Quirks in permission management with vCenter Content Libraries

First of all, Content Libraries are a pretty useful concept in larger environments. I especially use it for automatically sync between different vCenters that are physically separated. It also saves the user (usually a clueless sys/app admin) from browsing and finding files, replacing it with a flat list of items. Great huh?

Now the bad parts. Read all the way through because some things have implications and workarounds below.

No default access

That is normal. Annoying thing is that you also don’t get a default role for regular users (as in content consumers, not managers). I’m going to save you the hassle. You need a custom role with these privileges:

  • Content Library – Download files
  • Content Library – Read storage
  • Content Library – View configuration settings

Global Permissions with required inheritance

Content Library permissions are Global Permissions only and Content Libraries only inherit permissions – they do not have any explicit permissions of their own so you are forced to use “Propagate to children” flag.
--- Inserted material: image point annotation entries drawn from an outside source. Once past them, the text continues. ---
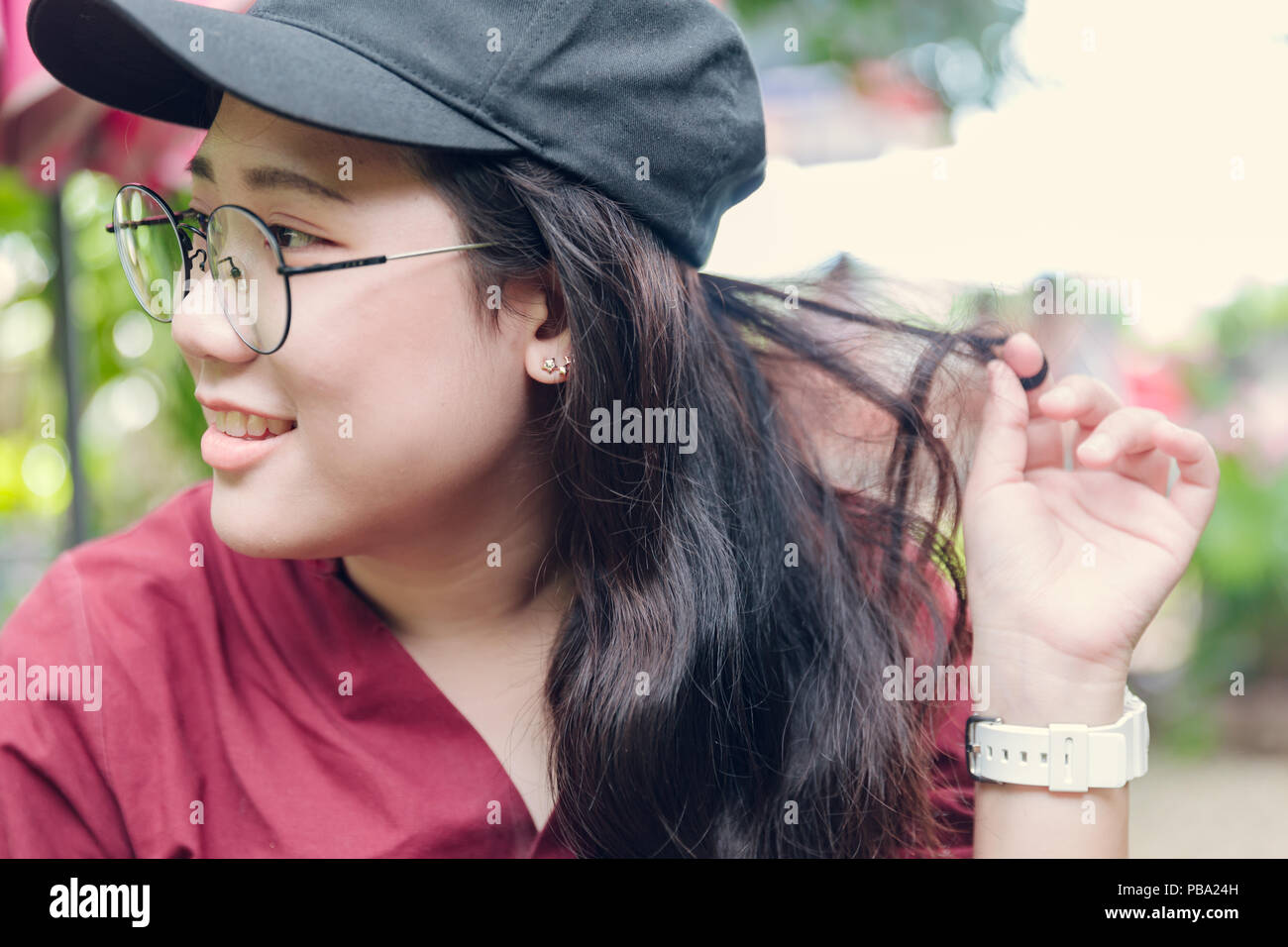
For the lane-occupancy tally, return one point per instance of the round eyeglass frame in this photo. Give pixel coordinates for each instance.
(286, 272)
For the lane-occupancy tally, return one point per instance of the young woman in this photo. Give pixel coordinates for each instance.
(443, 598)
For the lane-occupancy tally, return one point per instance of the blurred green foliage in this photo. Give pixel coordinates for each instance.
(956, 48)
(140, 424)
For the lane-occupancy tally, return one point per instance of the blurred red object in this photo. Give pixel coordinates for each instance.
(1154, 381)
(40, 119)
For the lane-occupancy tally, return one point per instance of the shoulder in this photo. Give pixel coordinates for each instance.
(124, 589)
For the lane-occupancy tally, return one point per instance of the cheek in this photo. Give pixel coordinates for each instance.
(399, 421)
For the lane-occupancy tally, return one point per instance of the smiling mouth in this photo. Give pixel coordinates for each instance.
(250, 427)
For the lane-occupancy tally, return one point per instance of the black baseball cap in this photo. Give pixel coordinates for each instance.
(653, 102)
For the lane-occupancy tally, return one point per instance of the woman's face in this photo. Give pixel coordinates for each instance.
(407, 407)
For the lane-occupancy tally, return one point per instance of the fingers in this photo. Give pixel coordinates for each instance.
(1022, 356)
(1083, 399)
(1001, 449)
(1194, 491)
(1127, 442)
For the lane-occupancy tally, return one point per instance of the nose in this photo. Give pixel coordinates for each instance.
(200, 328)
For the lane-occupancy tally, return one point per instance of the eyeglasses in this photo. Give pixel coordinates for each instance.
(253, 282)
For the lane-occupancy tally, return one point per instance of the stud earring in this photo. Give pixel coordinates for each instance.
(549, 365)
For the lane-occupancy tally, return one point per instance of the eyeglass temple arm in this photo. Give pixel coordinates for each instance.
(373, 261)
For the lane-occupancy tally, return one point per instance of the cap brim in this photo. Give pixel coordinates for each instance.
(137, 55)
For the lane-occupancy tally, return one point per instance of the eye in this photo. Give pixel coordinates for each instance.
(291, 239)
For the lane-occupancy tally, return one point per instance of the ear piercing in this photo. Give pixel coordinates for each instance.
(549, 365)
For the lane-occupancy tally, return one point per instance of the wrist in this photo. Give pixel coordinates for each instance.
(1093, 705)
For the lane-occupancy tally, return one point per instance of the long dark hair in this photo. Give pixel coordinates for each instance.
(715, 688)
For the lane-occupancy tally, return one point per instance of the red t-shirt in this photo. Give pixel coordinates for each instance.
(227, 723)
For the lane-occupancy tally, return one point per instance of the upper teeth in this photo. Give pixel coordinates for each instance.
(237, 424)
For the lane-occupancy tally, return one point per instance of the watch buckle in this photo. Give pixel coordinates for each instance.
(973, 748)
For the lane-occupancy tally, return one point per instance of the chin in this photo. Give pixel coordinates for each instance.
(262, 530)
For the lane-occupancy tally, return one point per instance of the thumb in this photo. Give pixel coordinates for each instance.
(1003, 447)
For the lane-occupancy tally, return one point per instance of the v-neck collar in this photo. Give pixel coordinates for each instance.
(333, 575)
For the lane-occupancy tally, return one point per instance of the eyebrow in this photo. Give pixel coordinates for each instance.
(267, 176)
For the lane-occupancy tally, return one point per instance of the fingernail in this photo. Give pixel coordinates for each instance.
(1099, 444)
(1057, 397)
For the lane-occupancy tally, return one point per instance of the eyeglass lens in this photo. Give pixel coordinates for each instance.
(239, 252)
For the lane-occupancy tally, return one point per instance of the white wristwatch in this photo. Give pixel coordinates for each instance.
(1064, 757)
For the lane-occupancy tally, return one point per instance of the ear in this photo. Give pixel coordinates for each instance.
(548, 337)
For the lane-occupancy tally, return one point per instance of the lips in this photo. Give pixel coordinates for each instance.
(250, 427)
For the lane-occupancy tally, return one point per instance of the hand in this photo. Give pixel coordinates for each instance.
(1065, 569)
Why is this a problem? Several things:

  • No privilege separation between libraries. You can’t have internal… “tenants” with separated content – it’s all shared. Yes – there’s overarching products for that but I’m talking basic vCenter functionality.
  • If you have several vCenters (with ELM), all permissions propagate to all libraries in all vCenters.

And the thing I hate the most. It’s impossible to create a custom role without implicit “Read-only” privileges. Believe me I’ve tried with different APIs. If you create a role, it always includes read-only privileges. Try it out and check results in PowerCLI. There are some privileges that cannot be removed. According to GSS, it’s by design.
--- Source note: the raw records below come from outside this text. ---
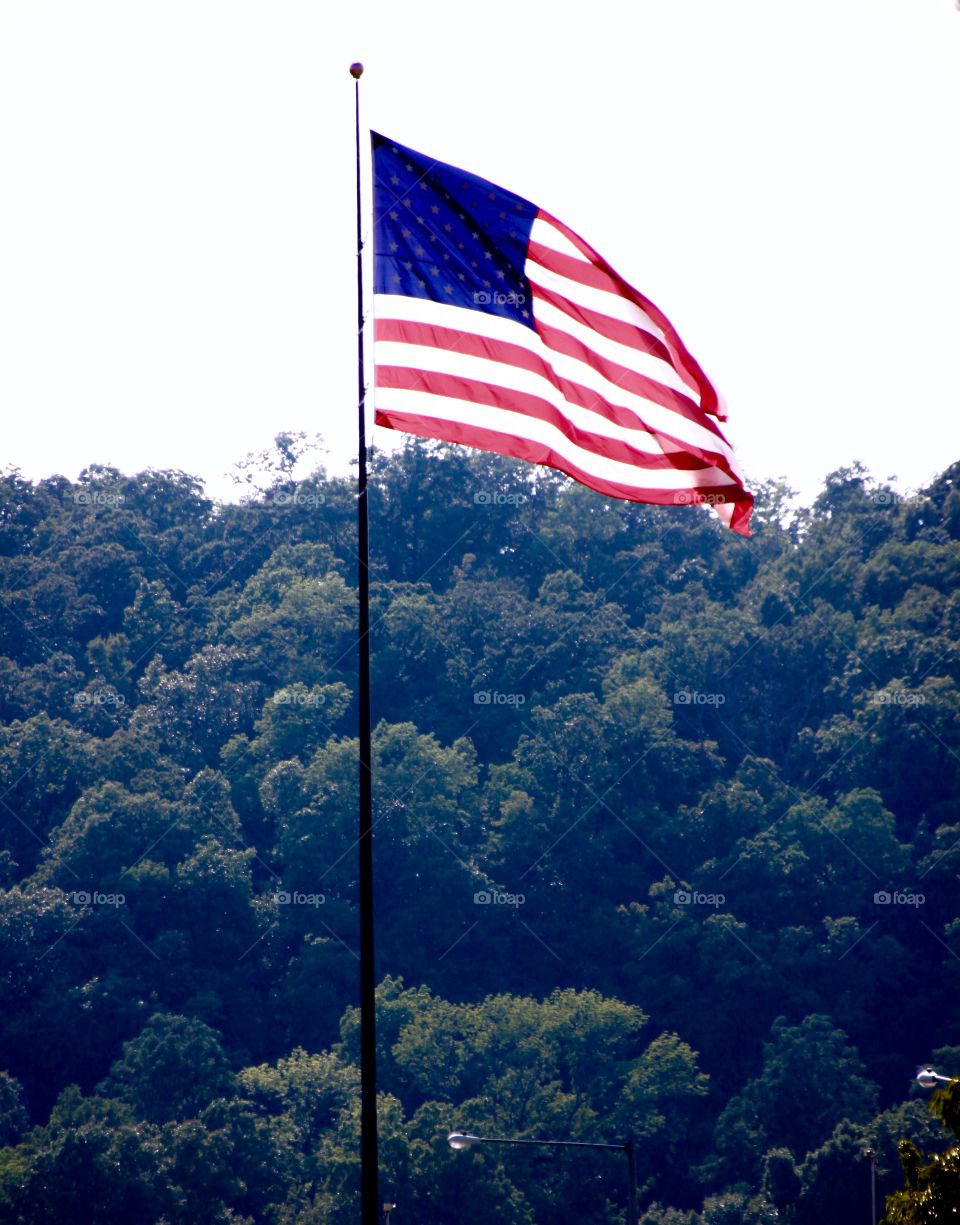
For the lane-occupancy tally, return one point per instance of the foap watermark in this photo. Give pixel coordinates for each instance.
(299, 497)
(496, 298)
(497, 898)
(899, 697)
(98, 697)
(494, 497)
(294, 697)
(894, 898)
(295, 898)
(890, 497)
(697, 497)
(90, 898)
(98, 497)
(494, 697)
(693, 898)
(692, 697)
Implication is that it’s harder to have delegated minimal permissions on objects. Everybody that needs library access will see every object in all vCenters due to inherited implicit read-only, even if you haven’t delegated any permissions. Pretty bad (confidentiality between delegated users) or just annoying (seeing possibly thousands of objects that have no relevance to user) depending on your environment.

Luckily there’s a simple workaround – overwrite permissions with “No access” on vCenter level (every vCenter that is). This built-in role is the only one that does not include read-only. That is – if your delegated permissions don’t require vCenter permissions, I can’t see a reason for that right now. As you probably have delegated permissions somewhere below, they will overwrite “No access” again and delegated access will work. Funny thing – if you clone “No access” role, the new role gets read-only added…
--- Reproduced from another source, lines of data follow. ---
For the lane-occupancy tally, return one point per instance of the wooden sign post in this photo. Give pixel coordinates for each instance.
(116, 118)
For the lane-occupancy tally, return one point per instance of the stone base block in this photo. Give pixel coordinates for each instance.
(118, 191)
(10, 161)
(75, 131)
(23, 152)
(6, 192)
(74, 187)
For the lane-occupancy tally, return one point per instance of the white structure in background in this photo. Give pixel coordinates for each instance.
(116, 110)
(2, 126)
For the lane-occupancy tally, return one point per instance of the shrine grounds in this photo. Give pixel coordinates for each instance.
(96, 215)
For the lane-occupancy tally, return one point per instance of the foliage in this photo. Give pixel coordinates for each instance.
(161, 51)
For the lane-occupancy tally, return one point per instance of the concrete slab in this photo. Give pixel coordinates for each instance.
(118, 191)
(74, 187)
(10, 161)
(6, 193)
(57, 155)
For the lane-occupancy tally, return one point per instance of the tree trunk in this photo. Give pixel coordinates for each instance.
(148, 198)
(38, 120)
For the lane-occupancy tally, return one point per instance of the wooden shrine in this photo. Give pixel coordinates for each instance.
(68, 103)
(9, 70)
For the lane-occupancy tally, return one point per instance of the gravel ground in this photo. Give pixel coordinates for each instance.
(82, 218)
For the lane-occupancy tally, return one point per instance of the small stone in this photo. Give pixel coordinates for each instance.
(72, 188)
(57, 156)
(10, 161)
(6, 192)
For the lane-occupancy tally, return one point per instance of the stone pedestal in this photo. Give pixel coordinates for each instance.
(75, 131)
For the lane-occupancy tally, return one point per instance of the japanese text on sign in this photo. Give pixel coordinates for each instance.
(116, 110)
ISO mount requires “Read-only” on Content Library datastore

This took some thinking and trying to figure out. Let’s say your library is stored on a VMFS datastore that is not visible to your users. Sounds reasonable, it’s backend stuff after all and users should have no business there directly.

Now, deploying templates from this library on hidden datastore will work fine. However when you want to mount ISOs, you get an empty list. If you add “Read-only” to this datastore, it’ll start working. Keep in mind that this role will only show object metadata (and show it in any datastore list with no actionable features), but users can’t see contents or change/write anything.

Maybe will update, if I’ll find something else.